Maintaining good governance in health systems is key to improving health system performance and health service delivery. The USAID-funded Leadership, Management, and Governance (LMG) Project defines governance as (1) setting a shared strategic direction and objectives; (2) making policies, laws, rules, regulations, or decisions, and raising deploying resources to accomplish strategic goals and objectives; and (3) overseeing and making sure that the strategic goals and objectives are accomplished.
The LMG Project takes a people-centered approach to governance, believing that interventions based on principles of human rights, dignity, and equal partnerships are more likely to meet the needs and of their communities.
In 2013, the LMG Project conducted a pilot study in Afghanistan to identify areas of improvement in provincial and district health systems. We applied our people-centered governance practices: (1) cultivating accountability, (2) engaging with stakeholders, (3) setting a shared strategic direction, and (4) stewarding resources in a responsible way.
Three Provincial Public Health Coordination Committees (PPHCC) and 11 District Health Coordination Committees (DHCC) were guided through four 2-day workshops where groups discussed specific governance actions that could improve their work to meet the health needs and expectations of their communities. Using the four governance practices, action plans were designed to be implemented over a period of six months. Despite a short period of time, improvements were identified based on the steps taken to improve governance practices on the district and provincial levels.
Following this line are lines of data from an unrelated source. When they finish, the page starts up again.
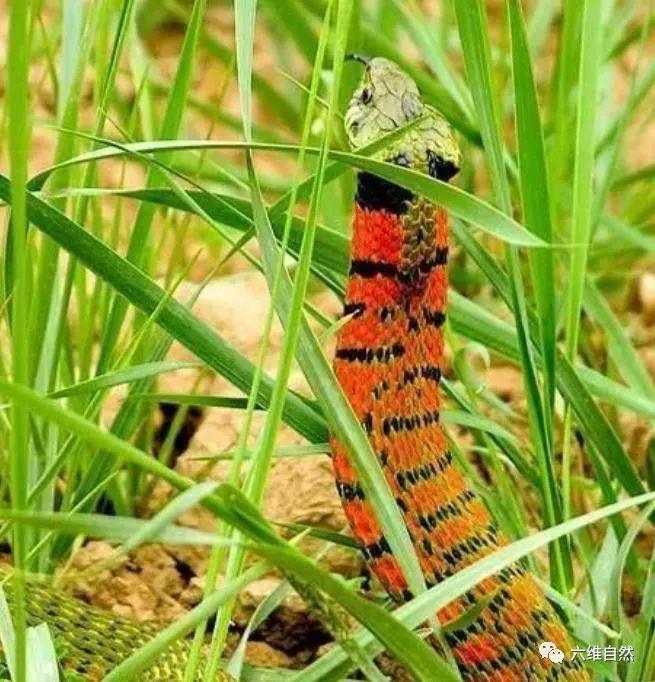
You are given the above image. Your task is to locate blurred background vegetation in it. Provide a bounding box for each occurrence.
[0,0,655,680]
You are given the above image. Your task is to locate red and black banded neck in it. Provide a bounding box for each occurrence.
[350,173,448,294]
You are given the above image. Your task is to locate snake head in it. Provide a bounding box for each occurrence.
[345,57,460,180]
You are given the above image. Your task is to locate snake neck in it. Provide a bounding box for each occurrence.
[332,173,589,682]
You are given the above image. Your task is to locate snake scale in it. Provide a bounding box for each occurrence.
[4,58,590,682]
[332,58,589,682]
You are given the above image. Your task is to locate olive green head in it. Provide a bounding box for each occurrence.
[345,57,460,179]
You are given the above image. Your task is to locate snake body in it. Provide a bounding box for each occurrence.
[332,58,589,682]
[0,59,589,682]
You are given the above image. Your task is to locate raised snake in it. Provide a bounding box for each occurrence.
[332,58,589,682]
[4,58,590,682]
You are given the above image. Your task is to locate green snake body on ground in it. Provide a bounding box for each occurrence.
[0,59,589,682]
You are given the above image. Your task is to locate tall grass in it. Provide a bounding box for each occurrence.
[0,0,655,682]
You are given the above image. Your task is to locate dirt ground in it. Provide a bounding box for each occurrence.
[0,0,655,668]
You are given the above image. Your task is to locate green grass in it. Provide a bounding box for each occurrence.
[0,0,655,682]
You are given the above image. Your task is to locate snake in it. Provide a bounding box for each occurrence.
[332,57,590,682]
[0,57,590,682]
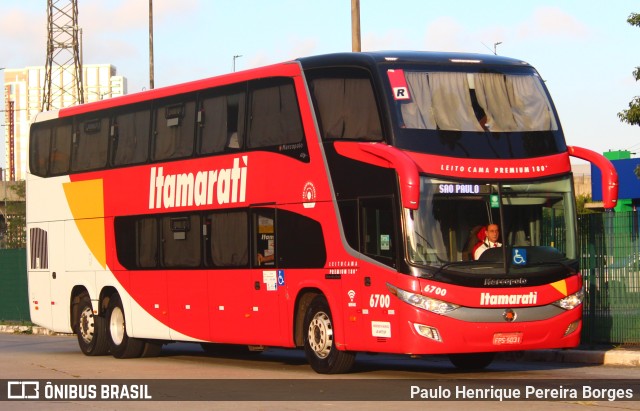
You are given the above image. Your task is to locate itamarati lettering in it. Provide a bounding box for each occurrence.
[149,156,248,210]
[480,291,538,305]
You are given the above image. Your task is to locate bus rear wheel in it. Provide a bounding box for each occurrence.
[74,293,109,356]
[449,352,496,370]
[304,295,356,374]
[107,294,145,358]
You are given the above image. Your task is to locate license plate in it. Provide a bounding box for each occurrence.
[493,333,522,345]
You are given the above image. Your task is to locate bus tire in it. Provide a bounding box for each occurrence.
[107,294,145,358]
[449,352,496,370]
[73,293,109,356]
[304,295,356,374]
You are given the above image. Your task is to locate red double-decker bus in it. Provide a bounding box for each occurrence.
[27,52,617,373]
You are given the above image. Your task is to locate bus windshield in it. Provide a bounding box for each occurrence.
[386,65,566,158]
[404,176,576,266]
[390,71,558,132]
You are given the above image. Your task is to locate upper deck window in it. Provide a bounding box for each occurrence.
[308,71,382,141]
[396,70,558,132]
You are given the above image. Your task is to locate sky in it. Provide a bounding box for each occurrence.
[0,0,640,166]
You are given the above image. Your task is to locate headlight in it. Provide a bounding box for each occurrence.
[553,288,584,310]
[387,283,460,314]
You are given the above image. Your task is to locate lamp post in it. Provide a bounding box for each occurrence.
[233,54,242,73]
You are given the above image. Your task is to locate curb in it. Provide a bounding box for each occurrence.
[522,348,640,367]
[0,325,73,335]
[0,325,640,367]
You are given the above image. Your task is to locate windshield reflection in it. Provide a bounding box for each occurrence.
[404,177,576,266]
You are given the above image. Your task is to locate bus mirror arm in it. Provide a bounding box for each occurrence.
[335,142,420,210]
[567,146,618,209]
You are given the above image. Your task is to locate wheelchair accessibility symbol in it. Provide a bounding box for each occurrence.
[511,248,527,265]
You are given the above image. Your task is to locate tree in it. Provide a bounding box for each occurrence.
[618,13,640,126]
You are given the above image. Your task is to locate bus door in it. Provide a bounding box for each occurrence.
[28,223,52,329]
[352,196,398,351]
[250,208,286,345]
[203,210,253,344]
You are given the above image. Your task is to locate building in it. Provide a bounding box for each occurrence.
[4,64,127,180]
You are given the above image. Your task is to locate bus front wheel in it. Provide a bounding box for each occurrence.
[304,295,356,374]
[74,293,109,356]
[107,294,145,358]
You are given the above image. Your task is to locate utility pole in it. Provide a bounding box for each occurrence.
[351,0,362,52]
[149,0,155,90]
[493,41,502,56]
[233,54,242,73]
[42,0,84,111]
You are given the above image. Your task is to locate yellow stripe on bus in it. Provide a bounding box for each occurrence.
[63,179,107,268]
[551,280,567,297]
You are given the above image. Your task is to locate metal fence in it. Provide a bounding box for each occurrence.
[578,211,640,344]
[0,248,30,321]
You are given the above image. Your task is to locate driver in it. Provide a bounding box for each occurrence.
[473,224,502,260]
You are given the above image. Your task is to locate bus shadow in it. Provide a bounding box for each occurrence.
[160,343,592,378]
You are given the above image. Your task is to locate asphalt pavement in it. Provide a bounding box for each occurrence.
[0,324,640,367]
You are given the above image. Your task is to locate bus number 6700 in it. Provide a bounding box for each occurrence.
[369,294,391,308]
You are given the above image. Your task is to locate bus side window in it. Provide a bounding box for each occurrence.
[29,123,52,177]
[210,211,249,267]
[110,108,151,166]
[311,78,382,141]
[152,97,196,160]
[71,117,109,171]
[276,210,327,268]
[360,198,396,266]
[338,200,360,250]
[161,214,202,268]
[248,79,304,148]
[253,209,276,267]
[136,217,158,268]
[197,93,245,154]
[50,124,73,175]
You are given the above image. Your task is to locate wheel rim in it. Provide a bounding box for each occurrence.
[109,307,124,345]
[79,307,94,344]
[307,312,333,358]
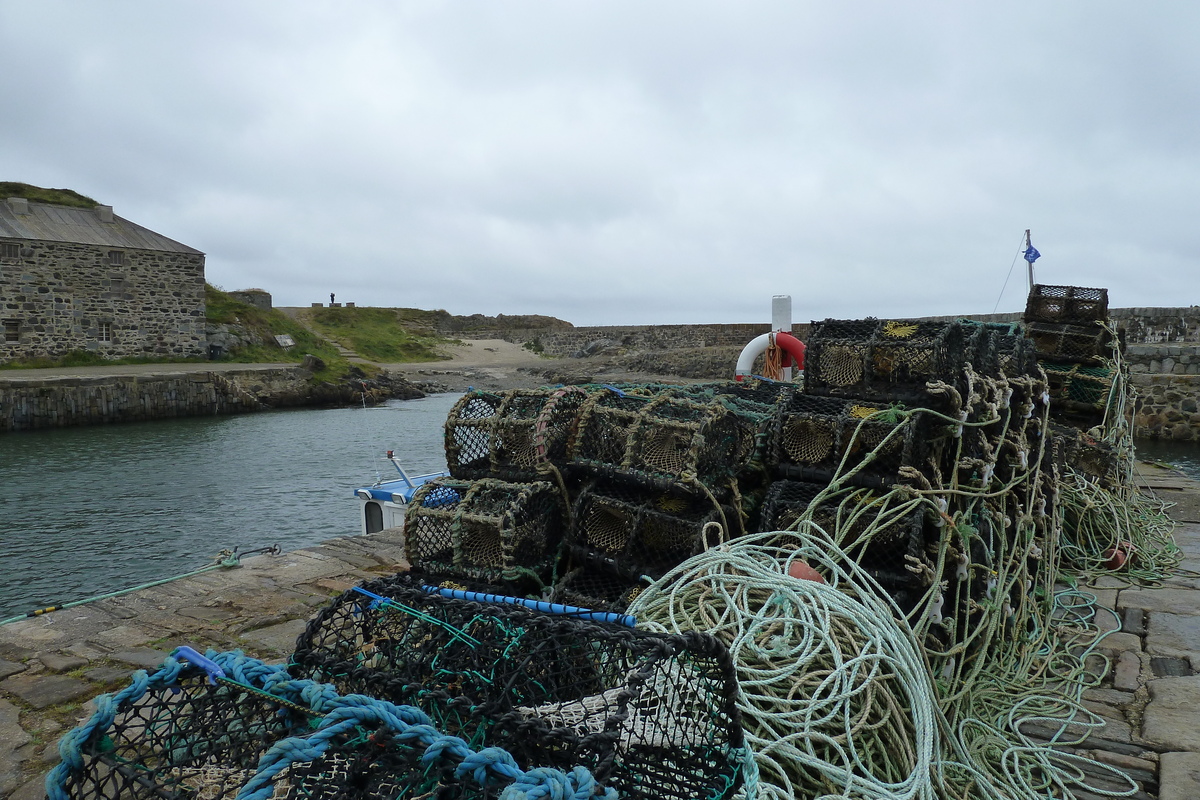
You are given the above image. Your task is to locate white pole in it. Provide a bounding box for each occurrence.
[770,294,792,380]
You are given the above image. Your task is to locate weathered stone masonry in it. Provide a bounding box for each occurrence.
[0,200,208,363]
[0,367,308,432]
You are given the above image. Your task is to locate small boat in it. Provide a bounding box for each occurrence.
[354,450,449,534]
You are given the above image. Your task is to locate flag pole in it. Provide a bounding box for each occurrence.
[1025,228,1033,291]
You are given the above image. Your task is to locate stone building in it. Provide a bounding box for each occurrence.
[0,198,208,363]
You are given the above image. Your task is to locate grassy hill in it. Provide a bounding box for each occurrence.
[299,308,446,363]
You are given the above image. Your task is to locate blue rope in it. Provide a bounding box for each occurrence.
[421,585,637,627]
[46,650,617,800]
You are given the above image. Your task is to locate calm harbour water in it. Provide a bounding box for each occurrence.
[0,393,1200,619]
[0,393,460,619]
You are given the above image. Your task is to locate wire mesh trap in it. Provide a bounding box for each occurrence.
[804,317,977,405]
[570,390,755,491]
[1025,323,1112,366]
[550,551,649,614]
[1049,422,1121,488]
[445,386,587,481]
[47,649,616,800]
[773,395,940,486]
[404,479,566,594]
[1024,283,1109,324]
[566,481,733,578]
[292,575,744,800]
[1042,361,1114,413]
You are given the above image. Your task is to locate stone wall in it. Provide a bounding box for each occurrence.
[1130,373,1200,441]
[1126,344,1200,375]
[465,306,1200,357]
[229,289,272,311]
[458,323,809,357]
[0,240,206,363]
[0,367,310,432]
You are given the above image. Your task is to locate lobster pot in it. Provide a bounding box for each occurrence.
[774,395,941,487]
[566,481,733,578]
[1025,283,1109,325]
[292,576,745,800]
[1042,362,1114,414]
[760,481,936,609]
[47,652,602,800]
[679,379,798,468]
[551,551,648,613]
[1025,323,1112,366]
[804,318,973,405]
[47,654,311,800]
[570,390,755,493]
[995,332,1038,378]
[1049,422,1121,488]
[404,479,566,585]
[445,386,587,481]
[996,413,1042,488]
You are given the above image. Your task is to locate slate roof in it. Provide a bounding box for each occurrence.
[0,198,204,255]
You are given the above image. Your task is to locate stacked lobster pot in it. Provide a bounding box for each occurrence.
[290,573,748,800]
[758,319,1045,666]
[760,318,971,610]
[404,384,777,608]
[1025,284,1121,429]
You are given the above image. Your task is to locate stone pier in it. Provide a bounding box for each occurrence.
[0,465,1200,800]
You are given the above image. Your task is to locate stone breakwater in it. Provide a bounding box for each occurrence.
[0,366,422,432]
[0,467,1200,800]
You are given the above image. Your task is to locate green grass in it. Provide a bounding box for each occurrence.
[204,284,349,381]
[0,181,100,209]
[0,350,208,369]
[304,308,445,363]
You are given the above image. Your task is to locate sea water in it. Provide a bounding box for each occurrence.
[0,393,1200,619]
[0,393,461,619]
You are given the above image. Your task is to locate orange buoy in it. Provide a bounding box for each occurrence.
[1104,541,1133,571]
[787,559,826,583]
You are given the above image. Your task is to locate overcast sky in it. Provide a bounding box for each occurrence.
[0,0,1200,325]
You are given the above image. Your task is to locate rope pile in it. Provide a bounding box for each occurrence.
[46,650,617,800]
[49,287,1180,800]
[292,575,748,800]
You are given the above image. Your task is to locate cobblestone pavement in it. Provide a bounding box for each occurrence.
[7,468,1200,800]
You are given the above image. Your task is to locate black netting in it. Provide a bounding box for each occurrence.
[1025,284,1109,323]
[570,391,755,491]
[292,576,744,800]
[568,482,732,578]
[774,395,944,486]
[445,386,587,481]
[404,479,566,594]
[48,652,619,800]
[760,480,938,609]
[1049,422,1121,488]
[551,548,649,613]
[1042,362,1112,411]
[1025,323,1112,365]
[51,666,311,800]
[804,319,974,405]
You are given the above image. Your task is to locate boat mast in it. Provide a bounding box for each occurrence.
[1025,228,1033,291]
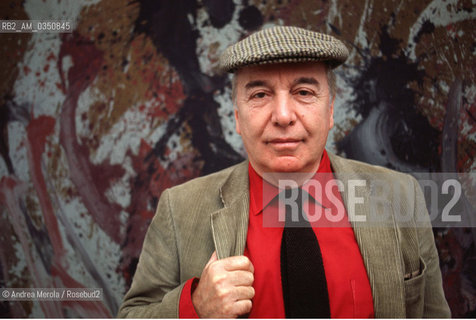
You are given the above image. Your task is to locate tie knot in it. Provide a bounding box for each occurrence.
[279,188,311,228]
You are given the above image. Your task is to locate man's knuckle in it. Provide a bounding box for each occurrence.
[249,287,256,299]
[217,288,230,301]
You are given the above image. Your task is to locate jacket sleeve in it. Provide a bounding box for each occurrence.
[118,190,185,318]
[407,179,451,318]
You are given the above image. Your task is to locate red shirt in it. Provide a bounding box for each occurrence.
[179,151,374,318]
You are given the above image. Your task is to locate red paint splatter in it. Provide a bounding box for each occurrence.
[26,116,64,257]
[23,66,31,76]
[58,33,124,243]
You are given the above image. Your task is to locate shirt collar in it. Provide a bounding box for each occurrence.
[248,149,332,215]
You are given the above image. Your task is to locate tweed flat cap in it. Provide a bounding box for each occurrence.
[219,26,349,72]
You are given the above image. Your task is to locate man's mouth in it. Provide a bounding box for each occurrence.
[266,138,303,149]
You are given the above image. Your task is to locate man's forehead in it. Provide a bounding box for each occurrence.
[235,62,326,85]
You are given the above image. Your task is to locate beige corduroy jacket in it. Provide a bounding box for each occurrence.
[118,153,450,318]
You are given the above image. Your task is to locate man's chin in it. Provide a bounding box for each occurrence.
[270,159,305,173]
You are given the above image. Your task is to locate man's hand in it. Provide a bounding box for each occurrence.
[192,252,255,318]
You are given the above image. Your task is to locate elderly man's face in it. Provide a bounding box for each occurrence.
[235,63,334,175]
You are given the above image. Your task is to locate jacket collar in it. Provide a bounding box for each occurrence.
[211,161,250,259]
[329,152,406,318]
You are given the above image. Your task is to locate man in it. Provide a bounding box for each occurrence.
[119,27,450,318]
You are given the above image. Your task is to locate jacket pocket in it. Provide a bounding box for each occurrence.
[404,258,426,318]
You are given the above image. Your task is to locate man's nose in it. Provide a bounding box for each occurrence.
[271,95,296,127]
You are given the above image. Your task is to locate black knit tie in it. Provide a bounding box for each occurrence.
[281,189,330,318]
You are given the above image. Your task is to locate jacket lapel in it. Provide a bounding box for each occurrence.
[211,161,250,259]
[328,153,405,318]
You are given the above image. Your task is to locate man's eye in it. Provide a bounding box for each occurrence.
[252,92,266,99]
[298,90,311,96]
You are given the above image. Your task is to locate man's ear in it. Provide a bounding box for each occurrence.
[329,95,336,130]
[235,107,241,135]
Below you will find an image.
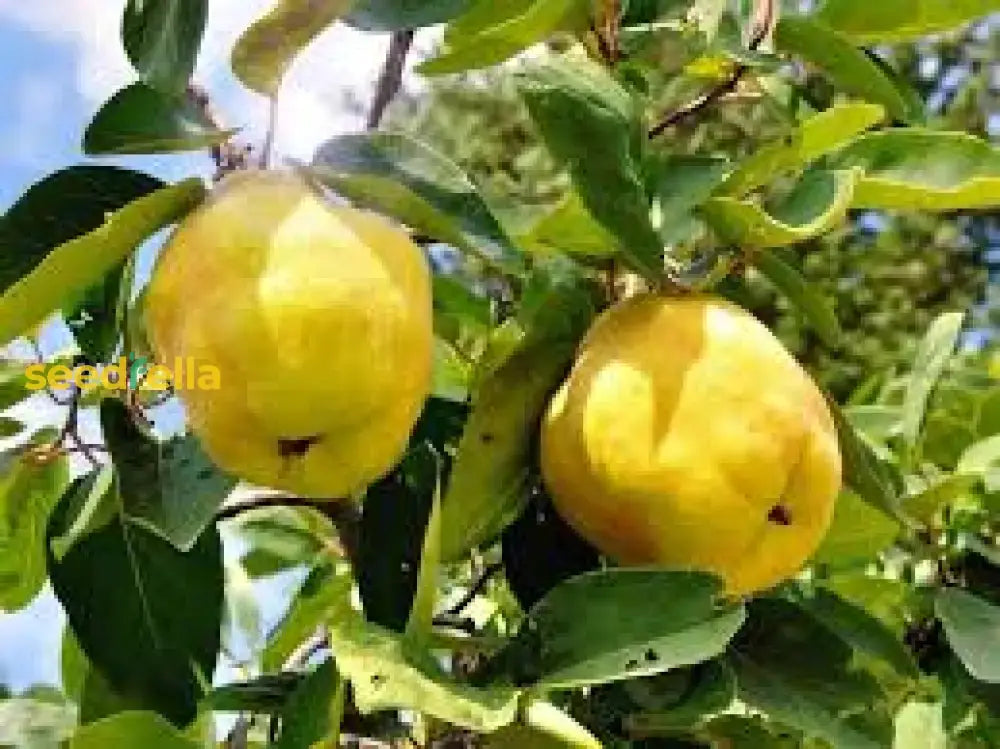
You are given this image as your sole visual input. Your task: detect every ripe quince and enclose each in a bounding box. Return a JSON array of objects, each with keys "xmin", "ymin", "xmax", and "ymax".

Committees saw improvements when implementing their short-term activities during the 6 month period. Through focus group discussions, we learned about successes like more regular and more productive meetings; creation of subcommittees; dissemination of information through press conferences, newsletters, and social media; and even closing down pharmacies without legal documentation. Committees also recruited more women and installed suggestion/complaint boxes, in addition to increased community mobilization efforts to discuss the importance of vaccination with elders.
Overall, the members observed a better link between committees at the provincial and district levels, and communities began participating in health facility monitoring by giving feedback on the quality of health services. There was an improved focus on patient’s health problems at the community level, and a desire to address and define the community health needs. While there are many improvements that still need to be made, committee members have become more aware of their weaknesses and are committed to make the necessary changes.
Even in fragile states, improvements to health system governance can help ensure adequate health services. The four effective governing practices helped the coordination committees in Afghanistan perform their roles and responsibilities in a more effective, efficient, transparent, and accountable manner. As time goes on, this has the potential to positively influence patient care experiences, and more importantly, access to quality care and overall health outcomes for people and communities.